Algorithm Working and Implementation
The k-means++ algorithm enhances the original k-means algorithm by improving the initialization of centroids. It ensures that the initial centroids are well-distributed and diverse, which leads to better convergence and clustering results.
The provided code implements the k-means++ algorithm in the following components:
kmeans_pp.py
The kmeans_pp.py
script serves as the main entry point for executing the k-means++ algorithm. It is responsible for handling command-line arguments, reading input data, calling the C implementation, and storing the clustering results.
The script performs the following steps:
- Reads the command-line arguments to obtain the number of clusters, maximum iterations, input data file, and output file.
- Loads the input data from the provided file.
- Calls the C implementation by invoking the
cmain
function inkmeans.c
. - Receives the resulting clusters and centroids from the C implementation.
- Stores the clustering results in the specified output file.
kmeans.c
Explanation can be found in part 1.
elbow_method.py
The elbow_method.py
script implements the elbow method, which is a technique for determining the optimal number of clusters (K) in a k-means algorithm. It uses the average dispersion values calculated for different values of K and plots them on a graph.
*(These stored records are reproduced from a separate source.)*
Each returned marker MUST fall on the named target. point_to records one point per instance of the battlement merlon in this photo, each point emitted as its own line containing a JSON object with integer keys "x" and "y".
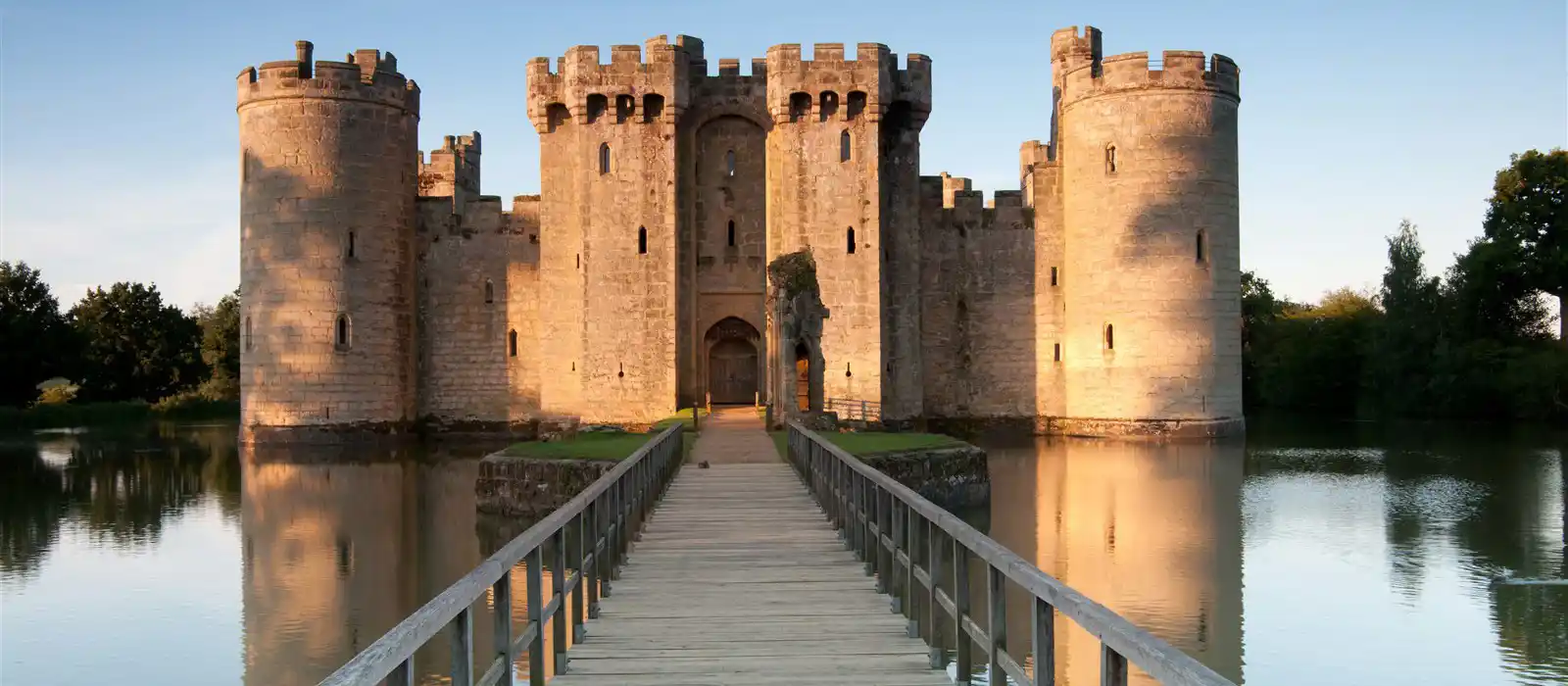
{"x": 665, "y": 73}
{"x": 366, "y": 75}
{"x": 1134, "y": 71}
{"x": 874, "y": 73}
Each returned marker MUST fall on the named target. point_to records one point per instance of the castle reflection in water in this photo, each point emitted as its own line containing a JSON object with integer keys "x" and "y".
{"x": 337, "y": 553}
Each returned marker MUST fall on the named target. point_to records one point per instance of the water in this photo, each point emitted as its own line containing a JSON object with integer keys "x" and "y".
{"x": 169, "y": 557}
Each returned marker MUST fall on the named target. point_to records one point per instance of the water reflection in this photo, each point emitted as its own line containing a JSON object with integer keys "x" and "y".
{"x": 1152, "y": 531}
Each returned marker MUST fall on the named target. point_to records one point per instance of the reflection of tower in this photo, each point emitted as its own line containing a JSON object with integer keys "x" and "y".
{"x": 1152, "y": 531}
{"x": 325, "y": 564}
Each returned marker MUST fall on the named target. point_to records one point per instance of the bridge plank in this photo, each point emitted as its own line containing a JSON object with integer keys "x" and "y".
{"x": 739, "y": 580}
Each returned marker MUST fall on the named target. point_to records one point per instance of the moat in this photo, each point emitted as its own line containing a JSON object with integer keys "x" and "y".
{"x": 1363, "y": 552}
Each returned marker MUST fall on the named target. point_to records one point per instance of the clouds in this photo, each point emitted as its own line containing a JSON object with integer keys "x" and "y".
{"x": 174, "y": 225}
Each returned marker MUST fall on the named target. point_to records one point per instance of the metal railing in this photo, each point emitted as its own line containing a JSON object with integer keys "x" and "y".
{"x": 909, "y": 544}
{"x": 600, "y": 517}
{"x": 851, "y": 409}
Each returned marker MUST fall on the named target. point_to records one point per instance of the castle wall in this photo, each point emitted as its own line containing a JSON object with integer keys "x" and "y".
{"x": 326, "y": 212}
{"x": 478, "y": 285}
{"x": 977, "y": 303}
{"x": 1042, "y": 185}
{"x": 1134, "y": 227}
{"x": 815, "y": 199}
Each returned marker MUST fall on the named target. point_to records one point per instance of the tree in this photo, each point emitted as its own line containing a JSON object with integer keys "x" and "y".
{"x": 36, "y": 343}
{"x": 133, "y": 345}
{"x": 220, "y": 335}
{"x": 1528, "y": 215}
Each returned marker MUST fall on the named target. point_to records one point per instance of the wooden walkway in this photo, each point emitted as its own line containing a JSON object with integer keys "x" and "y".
{"x": 741, "y": 580}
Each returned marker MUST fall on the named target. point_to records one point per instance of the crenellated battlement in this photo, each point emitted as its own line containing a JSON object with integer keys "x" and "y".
{"x": 1134, "y": 71}
{"x": 629, "y": 89}
{"x": 366, "y": 75}
{"x": 454, "y": 168}
{"x": 835, "y": 88}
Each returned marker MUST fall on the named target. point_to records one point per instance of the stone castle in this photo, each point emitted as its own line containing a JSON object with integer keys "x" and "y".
{"x": 381, "y": 288}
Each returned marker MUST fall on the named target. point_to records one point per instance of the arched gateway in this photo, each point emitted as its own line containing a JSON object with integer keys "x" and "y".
{"x": 734, "y": 367}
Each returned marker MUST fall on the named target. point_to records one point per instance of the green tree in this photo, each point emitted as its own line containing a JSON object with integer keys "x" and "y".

The "elbow point" in the graph indicates the optimal value of K where the incremental gain in clustering quality diminishes significantly.
The script performs the following steps:
- Loads the input data or generates sample data (in this case, the Iris dataset is used).
- Iterates over different values of K, performing k-means clustering for each value.
- Calculates the average dispersion for each value of K.
- Plots the average dispersion values against the corresponding K values.
- Identifies the "elbow point" on the graph, indicating the optimal K value.
Please refer to the assignment instructions, individual file contents, and the explanations in this README file for more detailed information on how to use and further extend this project.